French industry demand is expected to be dynamic in the third quarter, with overseas markets expected to hold up despite the strength of the euro, a survey showed on Monday. An index measuring business chiefs' expectations for industry demand rose to 17 in national statistics office INSEE's July survey, from 14 in the previous quarter's poll.
"Industrialists consider that French industry's competitiveness improved across all markets during the second quarter of 2007," INSEE said. "The general outlook for exports continued to improve slightly."
The report appears at odds with President Nicolas Sarkozy's repeated complaints about the damage which the euro's rise to record highs against the dollar and the yen is inflicting on exports by making them more expensive in foreign currency terms.
The explanation lies in healthy global economic activity, according to analysts. "The strength of external demand, and particularly within the euro area, is just completely offsetting any of the increase in the euro that we've seen," said Dominic White, economist at ABN Amro in London.

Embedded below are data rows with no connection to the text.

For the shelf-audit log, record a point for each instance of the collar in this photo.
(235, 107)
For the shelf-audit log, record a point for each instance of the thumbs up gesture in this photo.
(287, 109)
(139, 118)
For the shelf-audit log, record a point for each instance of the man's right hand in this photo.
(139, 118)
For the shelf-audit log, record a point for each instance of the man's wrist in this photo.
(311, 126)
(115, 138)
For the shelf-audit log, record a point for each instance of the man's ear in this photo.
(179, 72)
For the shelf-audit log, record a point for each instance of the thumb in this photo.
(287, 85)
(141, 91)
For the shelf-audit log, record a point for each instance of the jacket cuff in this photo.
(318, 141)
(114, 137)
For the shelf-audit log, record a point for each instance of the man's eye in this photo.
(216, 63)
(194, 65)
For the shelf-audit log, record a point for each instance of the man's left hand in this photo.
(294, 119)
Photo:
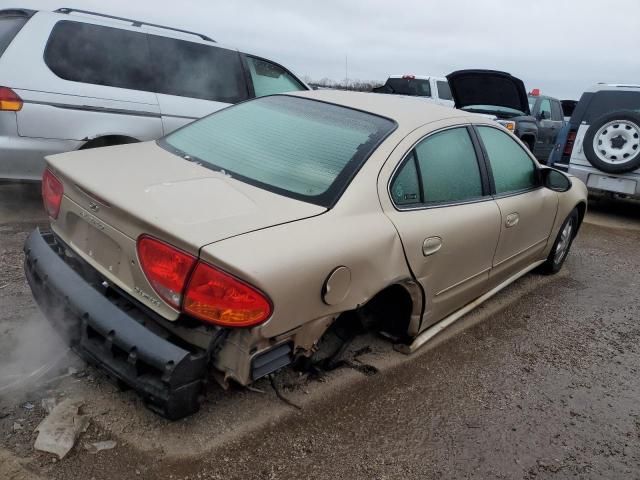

Foreign orders encompass orders from within the euro zone as well as from countries outside the bloc. Economists also suggested firms' confidence partly reflected their strategies to cope with the euro's strength and competition from countries with low labour costs, including relocating production abroad. "For a long time now there has been a divergence between actual industrial production and business confidence," said Dominique Barbet, senior economist at BNP Paribas in Paris.